Radiation-Resistant Electrical Insulation Materials for Nuclear Reactors using Novel Nanocomposite Dielectrics
Drs. Tolga Aytug and Mariappan Parans Paranthaman, Oak Ridge National Laboratory, Oak Ridge, Tennessee
Recently there has been renewed interest in nuclear reactor safety as commercial reactors approach 40 years of service and lifetime extensions are considered. Unfortunately, some of the current materials used as electrical cable insulators in these reactors are degrading more rapidly than anticipated. New polymer nanocomposites are of increasing interest as they can yield a material with the flexibility of a polymer, and improved thermal stability, mechanical stability and dielectric properties of the inorganic particles. We chose polyimide (PI) to investigate due to its well-known thermal and radiation properties. We prepared PI films with ceramic oxide dispersed nanoparticles.

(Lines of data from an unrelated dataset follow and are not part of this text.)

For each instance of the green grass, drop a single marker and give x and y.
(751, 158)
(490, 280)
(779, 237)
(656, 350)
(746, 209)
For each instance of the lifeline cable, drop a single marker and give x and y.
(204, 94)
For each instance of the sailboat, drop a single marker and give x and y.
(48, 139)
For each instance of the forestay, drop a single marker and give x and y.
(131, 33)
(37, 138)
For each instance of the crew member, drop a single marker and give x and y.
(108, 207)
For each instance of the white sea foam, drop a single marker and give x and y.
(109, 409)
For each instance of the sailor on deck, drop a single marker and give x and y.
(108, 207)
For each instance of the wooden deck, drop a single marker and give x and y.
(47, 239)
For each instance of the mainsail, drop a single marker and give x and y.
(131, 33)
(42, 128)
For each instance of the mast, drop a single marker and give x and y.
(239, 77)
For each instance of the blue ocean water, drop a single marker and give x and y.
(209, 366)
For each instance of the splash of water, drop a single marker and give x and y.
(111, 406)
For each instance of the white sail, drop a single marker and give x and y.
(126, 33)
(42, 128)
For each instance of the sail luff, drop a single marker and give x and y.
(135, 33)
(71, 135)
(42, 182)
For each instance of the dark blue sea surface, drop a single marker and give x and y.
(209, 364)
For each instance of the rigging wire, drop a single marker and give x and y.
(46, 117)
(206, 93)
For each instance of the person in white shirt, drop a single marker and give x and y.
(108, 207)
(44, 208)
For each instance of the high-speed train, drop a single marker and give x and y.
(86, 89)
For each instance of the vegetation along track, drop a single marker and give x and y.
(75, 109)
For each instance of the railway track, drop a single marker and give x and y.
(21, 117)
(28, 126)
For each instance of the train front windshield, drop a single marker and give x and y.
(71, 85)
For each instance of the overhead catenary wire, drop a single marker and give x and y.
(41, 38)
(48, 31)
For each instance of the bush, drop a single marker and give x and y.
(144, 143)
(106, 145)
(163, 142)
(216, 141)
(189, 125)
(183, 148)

We confirmed particle dispersion by UV-Vis spectroscopy and performed dynamic mechanical analysis (DMA) to determine the PI material’s activation energy (Ea) and glass transition (Tg). Certain oxide nanoparticles had large effects on Ea and Tg for the PI films. The samples were analyzed post irradiation, using DMA and electrical breakdown techniques to determine if these polyimide films could be a new viable insulation material for nuclear reactors. Improved insulation materials will decrease reactor down time, decrease nuclear waste, and increase the overall lifetime of reactors.